Jackson v. Jackson

935 N.E.2d 937, 188 Ohio App. 3d 493
CourtOhio Court of Appeals
DecidedJuly 30, 2010
DocketNo. L-09-1316
StatusPublished
Cited by3 cases

This text of 935 N.E.2d 937 (Jackson v. Jackson) is published on Counsel Stack Legal Research, covering Ohio Court of Appeals primary law. Counsel Stack provides free access to over 12 million legal documents including statutes, case law, regulations, and constitutions.

Bluebook
Jackson v. Jackson, 935 N.E.2d 937, 188 Ohio App. 3d 493 (Ohio Ct. App. 2010).

Opinion

Singer, Judge.

{¶ 1} Appellant appeals the grant of a domestic violence civil protection order by the Lucas County Court of Common Pleas, Domestic Relations Division.
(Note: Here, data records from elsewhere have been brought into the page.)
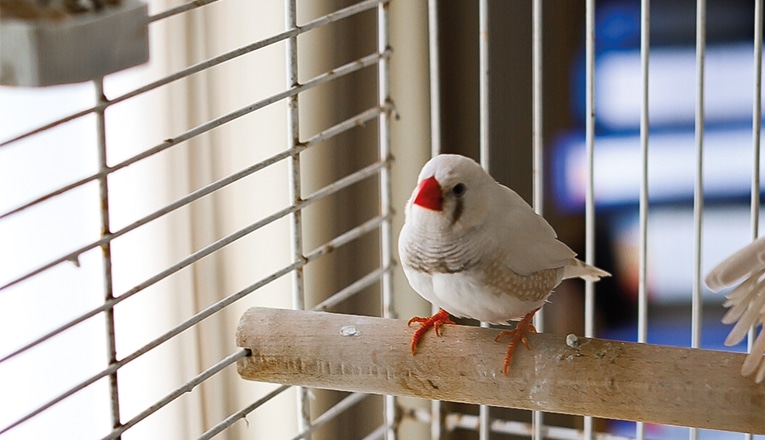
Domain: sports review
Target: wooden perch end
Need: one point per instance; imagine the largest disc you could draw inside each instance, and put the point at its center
(594, 377)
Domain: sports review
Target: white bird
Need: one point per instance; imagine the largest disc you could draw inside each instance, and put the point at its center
(746, 302)
(476, 249)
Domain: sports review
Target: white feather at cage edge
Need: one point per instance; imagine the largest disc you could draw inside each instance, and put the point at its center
(746, 302)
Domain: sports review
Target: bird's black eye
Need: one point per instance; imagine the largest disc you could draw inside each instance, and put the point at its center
(459, 189)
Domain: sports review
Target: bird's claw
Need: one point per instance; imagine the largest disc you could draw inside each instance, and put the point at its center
(436, 321)
(518, 334)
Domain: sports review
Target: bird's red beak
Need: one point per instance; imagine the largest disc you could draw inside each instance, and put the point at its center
(429, 194)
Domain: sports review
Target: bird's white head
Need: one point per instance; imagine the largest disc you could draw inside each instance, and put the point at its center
(452, 191)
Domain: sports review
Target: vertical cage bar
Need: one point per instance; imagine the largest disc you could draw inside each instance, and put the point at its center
(756, 130)
(296, 226)
(435, 149)
(103, 189)
(589, 297)
(386, 199)
(645, 51)
(756, 121)
(435, 78)
(537, 418)
(483, 81)
(698, 187)
(484, 427)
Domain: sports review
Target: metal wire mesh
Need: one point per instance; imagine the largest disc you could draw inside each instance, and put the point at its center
(21, 284)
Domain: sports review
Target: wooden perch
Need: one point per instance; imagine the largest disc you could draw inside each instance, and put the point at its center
(594, 377)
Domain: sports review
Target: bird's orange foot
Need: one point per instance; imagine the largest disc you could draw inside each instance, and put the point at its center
(436, 321)
(518, 334)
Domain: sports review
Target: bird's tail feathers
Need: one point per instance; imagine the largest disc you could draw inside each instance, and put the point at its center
(579, 269)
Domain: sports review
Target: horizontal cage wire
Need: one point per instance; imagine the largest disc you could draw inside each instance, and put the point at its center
(15, 283)
(248, 170)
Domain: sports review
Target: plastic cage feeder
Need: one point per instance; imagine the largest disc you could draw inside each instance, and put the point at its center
(61, 48)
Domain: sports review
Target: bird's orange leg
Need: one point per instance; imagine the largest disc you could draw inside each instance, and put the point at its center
(518, 334)
(436, 321)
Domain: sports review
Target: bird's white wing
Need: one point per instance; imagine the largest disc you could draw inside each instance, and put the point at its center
(738, 266)
(745, 303)
(533, 243)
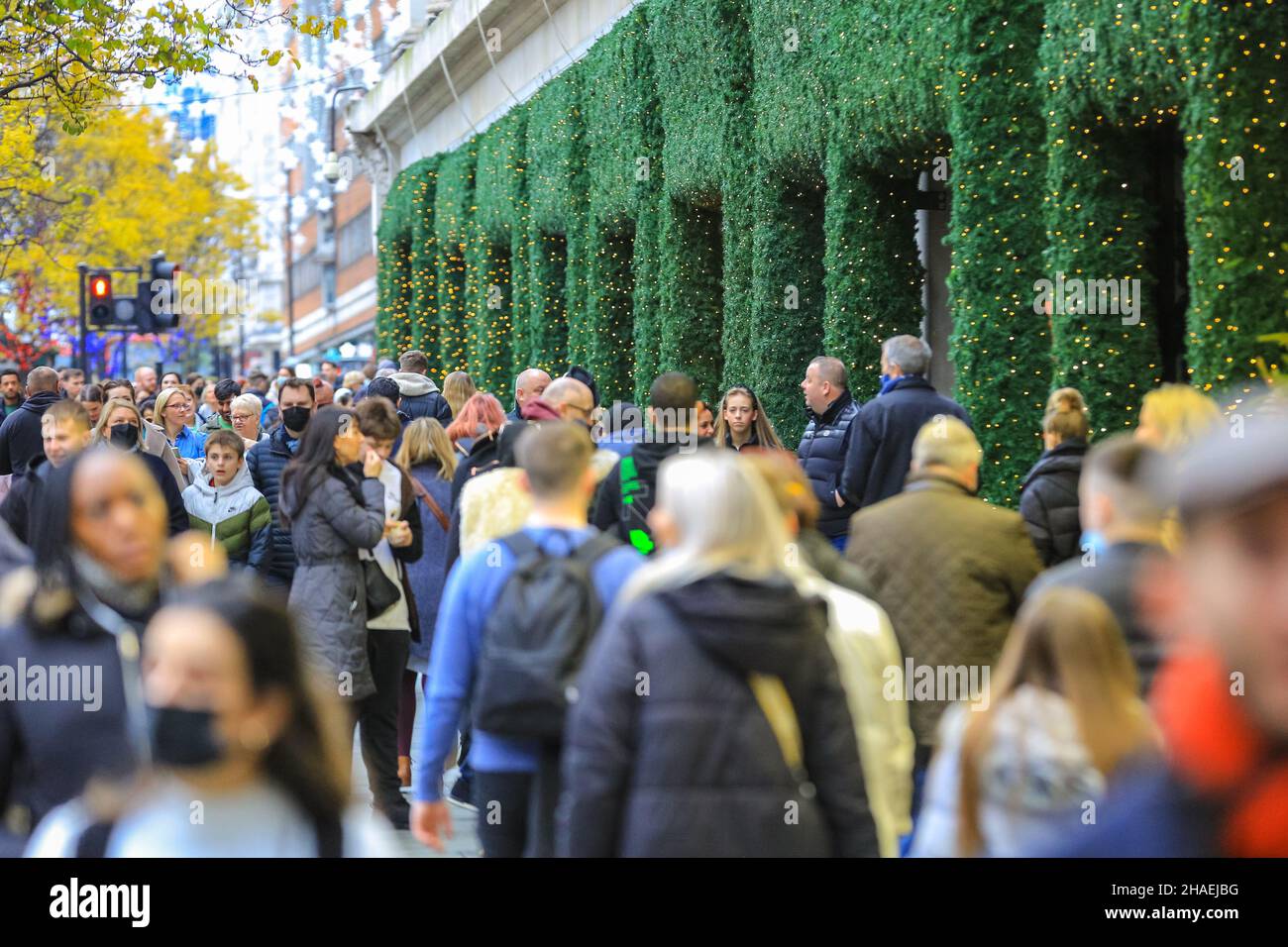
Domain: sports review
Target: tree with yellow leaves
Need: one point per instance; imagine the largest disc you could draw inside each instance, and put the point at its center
(110, 197)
For the reasons that follow, we reverse.

{¶ 2} Appellant, Zeb Jackson, married appellee, Shonda Jackson, on August 12, 2003. In January 2009, appellee alleged four incidents of domestic violence against appellant, which a magistrate found proven following a full hearing.

{¶ 3} According to appellee, sometime in early January, appellant, who was intoxicated, came up from the basement of the marital residence and stated that appellee did not “belong” there. Appellant then lifted appellee from the sofa to remove her from the residence. Appellee straddled the kitchen doorway with her [495]*495legs to prevent being removed from the house. Appellant gave up and let appellee sit down, then retreated to the basement.

{¶ 4} On January 16, 2009, appellee reported that appellant came home intoxicated and found appellee lying in bed. Appellant shook appellee to awaken her. After getting no response, appellant struck her with a pillow two times. Appellee remained in the residence, but went downstairs to sleep.

{¶ 5} A few days later, according to appellee, she was using the bathroom in the marital residence when appellant, again intoxicated, came up from the basement to use the same facility. Appellee testified that appellant threatened to ■urinate on her. When she finished in the bathroom, appellant took her by the shirt and shoved her into the hallway.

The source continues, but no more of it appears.